The cyclic GMP-AMP synthase-stimulator of interferon genes (cGAS-STING) pathway, as a crucial part in innate immunity, is an important target for tumor therapy [21, 22]. Briefly, the cGAS/STING pathway can be activated by double-stranded DNA (dsDNA) to promote the secretion of type I interferons (IFNs), and induce the translocation of nuclear factor kappa-light-chain-enhancer of activated B cells (NF-κB) to the nucleus, which together induces the expression of inflammatory cytokines, thereby enhancing the specific killing effect on tumor cells. [2326] As a vital component of living organisms, metal ions play an essential role in life processes, and they are ideally suited as signaling molecules for the immune system. Metal ions, such as Mn and Zn, have recently been developed as immunologic adjuvants to activate the cGAS-STING pathway [2730]. Besides, nuclear damage and mitochondrial damage caused by radiotherapy have the potential to initiate the cGAS/STING pathway [3133]. In several phase I/II trials, immune checkpoint inhibitors (ICIs) could effectively prevent recurrence and metastasis of NSCLC [34, 35]. Programmed death protein 1 (PD1) is a common immunosuppressive molecule on the surface of T cells. When it binds to its ligand, programmed cell death ligand 1 (PDL1), it participates in the immune evasion of tumors, leading to treatment failure.
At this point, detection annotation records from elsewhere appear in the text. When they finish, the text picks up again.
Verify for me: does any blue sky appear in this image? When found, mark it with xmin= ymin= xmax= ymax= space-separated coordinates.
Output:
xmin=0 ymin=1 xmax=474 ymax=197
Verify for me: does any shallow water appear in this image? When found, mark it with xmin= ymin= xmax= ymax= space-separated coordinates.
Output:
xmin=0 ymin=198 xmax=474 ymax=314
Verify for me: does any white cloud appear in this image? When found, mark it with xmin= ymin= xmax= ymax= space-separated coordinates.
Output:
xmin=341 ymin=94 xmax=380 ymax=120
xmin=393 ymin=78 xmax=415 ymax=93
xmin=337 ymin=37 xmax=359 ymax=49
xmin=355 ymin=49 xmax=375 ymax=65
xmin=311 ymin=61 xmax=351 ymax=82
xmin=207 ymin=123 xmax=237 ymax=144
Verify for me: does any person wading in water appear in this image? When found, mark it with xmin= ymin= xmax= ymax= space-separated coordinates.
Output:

PD-1/PD-L1 inhibitors play an important role in the first- and second-line treatment of NSCLC, providing a new strategy and a key step for the treatment of NSCLC [3638]. DNA enzymes could recognize specific mRNA sequences and cleave the target PD-L1 mRNA, thereby regulating the expression of PD-L1 in tumor cells. Designing responsively activated DNA enzymes can also improve the efficiency of targeted cutting of PD-L1 mRNA [3942]. DNA enzymes with specificity for metal ions, such as Mn or Zn, are widely used in the diagnosis and treatment of tumors [4345]. Immunotherapy has shown high clinical success rates, however, the efficacy of monotherapy is largely restrained by insufficient immune activation and the immunosuppressive tumor microenvironment (TME).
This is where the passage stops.